The final suite is mostly in E major, with only the second movement and the middle section of the final movement in E minor. La Brillante is certainly a "Brilliant" opening piece. Almost all of the first three sections (rondeau theme and first two couplets) are written in the bright upper range of the harpsichord, both staves requiring treble clef. La Dampiere is a dramatic sarabande reminiscent of François Couperin's La Ténébreuse and La Raphaéle. La Michelon is a lively, joyful Italian giga. La Jeunesse ("Youth") is a menuet. Chaconne is in E major, but has an extended middle section in the parallel mode of E minor. The form is built of groups of four measures which are immediately repeated for a total of eight in each unit.

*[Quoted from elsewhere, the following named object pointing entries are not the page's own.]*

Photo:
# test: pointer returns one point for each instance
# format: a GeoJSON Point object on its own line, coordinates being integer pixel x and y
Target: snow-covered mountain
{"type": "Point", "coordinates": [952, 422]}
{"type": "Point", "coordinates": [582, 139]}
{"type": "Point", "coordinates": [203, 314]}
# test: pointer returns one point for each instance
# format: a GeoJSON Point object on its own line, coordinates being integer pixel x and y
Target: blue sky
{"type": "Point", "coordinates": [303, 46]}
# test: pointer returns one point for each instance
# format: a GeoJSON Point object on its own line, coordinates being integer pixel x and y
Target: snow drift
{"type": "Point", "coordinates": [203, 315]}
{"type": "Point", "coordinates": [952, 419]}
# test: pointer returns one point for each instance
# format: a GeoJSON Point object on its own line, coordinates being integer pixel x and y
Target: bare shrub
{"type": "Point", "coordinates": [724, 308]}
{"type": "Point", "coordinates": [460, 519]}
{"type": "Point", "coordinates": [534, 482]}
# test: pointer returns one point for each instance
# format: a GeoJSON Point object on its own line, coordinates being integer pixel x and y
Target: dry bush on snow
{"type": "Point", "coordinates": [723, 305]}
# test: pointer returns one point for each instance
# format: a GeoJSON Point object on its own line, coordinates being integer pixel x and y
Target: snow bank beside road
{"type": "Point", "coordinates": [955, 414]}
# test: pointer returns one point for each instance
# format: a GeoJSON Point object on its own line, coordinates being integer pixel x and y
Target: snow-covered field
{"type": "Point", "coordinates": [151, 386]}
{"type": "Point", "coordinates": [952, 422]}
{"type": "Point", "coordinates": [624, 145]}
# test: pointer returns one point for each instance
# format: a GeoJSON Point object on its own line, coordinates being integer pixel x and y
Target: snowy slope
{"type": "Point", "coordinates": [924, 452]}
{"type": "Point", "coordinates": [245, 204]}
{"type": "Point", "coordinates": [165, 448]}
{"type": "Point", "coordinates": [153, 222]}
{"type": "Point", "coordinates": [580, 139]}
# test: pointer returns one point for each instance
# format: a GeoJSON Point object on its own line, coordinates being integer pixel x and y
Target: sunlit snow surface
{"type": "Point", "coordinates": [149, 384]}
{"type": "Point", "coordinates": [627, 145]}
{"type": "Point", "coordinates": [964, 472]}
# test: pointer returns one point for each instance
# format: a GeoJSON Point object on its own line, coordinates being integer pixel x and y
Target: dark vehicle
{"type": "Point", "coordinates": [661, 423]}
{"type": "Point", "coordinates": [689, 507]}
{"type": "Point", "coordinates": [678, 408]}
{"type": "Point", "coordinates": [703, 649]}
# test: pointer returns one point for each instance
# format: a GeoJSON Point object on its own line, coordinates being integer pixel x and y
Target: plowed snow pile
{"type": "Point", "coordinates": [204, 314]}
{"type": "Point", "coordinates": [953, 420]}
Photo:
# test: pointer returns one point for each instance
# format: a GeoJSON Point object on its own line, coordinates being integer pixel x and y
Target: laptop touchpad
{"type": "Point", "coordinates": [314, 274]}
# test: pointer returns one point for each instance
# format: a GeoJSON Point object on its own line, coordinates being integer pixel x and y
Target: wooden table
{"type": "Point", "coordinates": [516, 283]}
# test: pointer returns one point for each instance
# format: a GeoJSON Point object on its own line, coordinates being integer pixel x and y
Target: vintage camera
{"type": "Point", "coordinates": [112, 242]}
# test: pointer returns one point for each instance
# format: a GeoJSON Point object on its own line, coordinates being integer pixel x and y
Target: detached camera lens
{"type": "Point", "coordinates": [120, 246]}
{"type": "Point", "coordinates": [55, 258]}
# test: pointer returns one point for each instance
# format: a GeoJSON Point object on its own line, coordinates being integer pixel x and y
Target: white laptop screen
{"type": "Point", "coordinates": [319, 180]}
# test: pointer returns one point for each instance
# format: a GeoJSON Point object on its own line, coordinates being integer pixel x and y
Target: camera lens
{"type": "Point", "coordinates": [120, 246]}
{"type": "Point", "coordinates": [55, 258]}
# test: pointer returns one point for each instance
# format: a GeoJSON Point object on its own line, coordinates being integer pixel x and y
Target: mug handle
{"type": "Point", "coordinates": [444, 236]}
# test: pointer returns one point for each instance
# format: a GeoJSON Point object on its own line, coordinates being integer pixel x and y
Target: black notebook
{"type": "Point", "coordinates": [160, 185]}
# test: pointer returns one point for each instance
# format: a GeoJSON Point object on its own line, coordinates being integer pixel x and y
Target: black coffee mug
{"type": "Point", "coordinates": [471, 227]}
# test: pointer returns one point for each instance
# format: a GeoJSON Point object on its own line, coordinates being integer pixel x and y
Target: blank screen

The chaconne in this collection comes a close second to one by Jacques Duphly (1715–1789) as the longest single, continuous Piéce de clavecin of the seventeenth and eighteenth centuries.

==Album==

- Premiere Suite
  - La Minerve (3:19)
  - Sarabande, Les Regrets (1:41)
  - Les graces Badines (2:10)
  - La Tendre Agitation (4:47)
  - Le Plaidoyer de Cithere
    - 1er Rondeau (2:48)
    - 2e Rondeau (2:47)
- Seconde Suite
  - La belle Brune (2:28)
  - Sarabande La Prude (3:15)
  - L'Enfantine (1:36)
  - La Citherée
    - 1er Rondeau (2:25)
    - 2e Rondeau (2:22)
- Troisiéme Suite
  - Les Amusemens
    - 1er Rondeau (2:24)
    - 2e Rondeau (2:27)
  - Sarabande La *** ou les Sentimens (2:51)
  - Ƶephir – 1er Menuet (0:54)
  - Flore – 2e Menuet (1:39)
  - La Pithonisse (6:32)
  - Loure (4:33)
  - La Séduisante
    - 1er Rondeau (1:55)
    - 2e Rondeau (2:00)
    - Double du 1er Rondeau (2:04)
    - Double du 2e Rondeau (2:07)
- Quatriéme Suite
  - La Brillante (2:06)
  - La Dampiere (4:20)
  - La Michelon (1:25)
  - La Jeunesse (1:49)
  - Chaconne (9:00)

Total Time: (77:45)
Times based upon recording by harpsichord performer, Ruta Bloomfield (2009)

===Performances===

On 19 February 2009, Dr. Ruta Bloomfield became the first person in recorded history to perform the Premier livre de pieces de clavecin outside France since the eighteenth century.